Healthcare is worth researching at the level of the specific town rather than generalising across the south. Quality varies, and the larger towns now entering the eligible list are generally better served than the smallest comuni that previously defined the scheme.
The expansion to 30,000 inhabitants is a real improvement on all three counts. A comune of 25,000 is statistically more likely to have a train station, a multi-specialism clinic, and staff with working English than a village of 4,000.
What actually changes for advisors and clients
The expansion is most useful for two groups: clients who were already committed to a specific southern destination and found their preferred town sat just above the old threshold, and those who needed a more functional daily-life environment than the original list offered. The new additions, particularly in Puglia and Sicily, are materially more navigable on both counts.

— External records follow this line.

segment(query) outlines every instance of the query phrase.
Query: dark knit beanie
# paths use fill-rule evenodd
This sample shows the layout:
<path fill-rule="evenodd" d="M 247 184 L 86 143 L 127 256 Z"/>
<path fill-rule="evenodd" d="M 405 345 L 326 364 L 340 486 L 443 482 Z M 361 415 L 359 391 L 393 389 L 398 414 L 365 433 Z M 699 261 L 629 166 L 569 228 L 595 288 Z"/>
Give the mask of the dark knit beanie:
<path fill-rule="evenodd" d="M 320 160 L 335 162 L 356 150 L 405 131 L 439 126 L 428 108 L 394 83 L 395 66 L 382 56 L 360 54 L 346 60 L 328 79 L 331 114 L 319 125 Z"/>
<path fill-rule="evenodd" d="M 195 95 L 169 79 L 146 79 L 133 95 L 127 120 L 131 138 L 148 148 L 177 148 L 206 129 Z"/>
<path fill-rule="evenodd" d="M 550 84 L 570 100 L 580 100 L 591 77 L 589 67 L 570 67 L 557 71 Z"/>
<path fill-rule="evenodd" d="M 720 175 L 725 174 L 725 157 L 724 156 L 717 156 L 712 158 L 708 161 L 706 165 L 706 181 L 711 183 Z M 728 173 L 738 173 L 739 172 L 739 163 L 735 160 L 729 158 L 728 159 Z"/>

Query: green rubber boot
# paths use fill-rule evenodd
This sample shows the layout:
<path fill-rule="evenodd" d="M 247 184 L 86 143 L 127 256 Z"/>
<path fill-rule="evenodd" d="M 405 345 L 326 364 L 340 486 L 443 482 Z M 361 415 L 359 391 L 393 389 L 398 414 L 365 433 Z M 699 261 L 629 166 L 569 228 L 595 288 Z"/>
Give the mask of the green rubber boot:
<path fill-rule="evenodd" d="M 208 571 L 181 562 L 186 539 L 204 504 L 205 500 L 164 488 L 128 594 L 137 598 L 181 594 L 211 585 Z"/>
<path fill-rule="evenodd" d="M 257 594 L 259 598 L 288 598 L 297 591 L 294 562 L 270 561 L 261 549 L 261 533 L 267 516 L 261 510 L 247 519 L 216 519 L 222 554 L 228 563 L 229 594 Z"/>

One structuring point that deserves attention in client conversations: opting into the flat tax means waiving the foreign tax credit on income covered by the substitute rate. If a client’s source country withholds tax on pension or some types of income (such as real estate), that amount cannot be offset against the Italian liability — potentially resulting in taxation in both jurisdictions on the same income. The regime does allow specific countries’ income to be excluded from the flat tax election and kept on the ordinary Italian regime instead, which can significantly change the economics depending on the client’s income profile. This is one of the more consequential decisions in the structuring and requires specialist Italian tax advice.
Tax incentives work best as the final push for people already inclined to move somewhere on its own merits. Ostuni and Noto are places people genuinely want to live. The 7% regime now applying to them is good news — and this expansion, by bringing more of those places into scope, is a meaningful step in the right direction.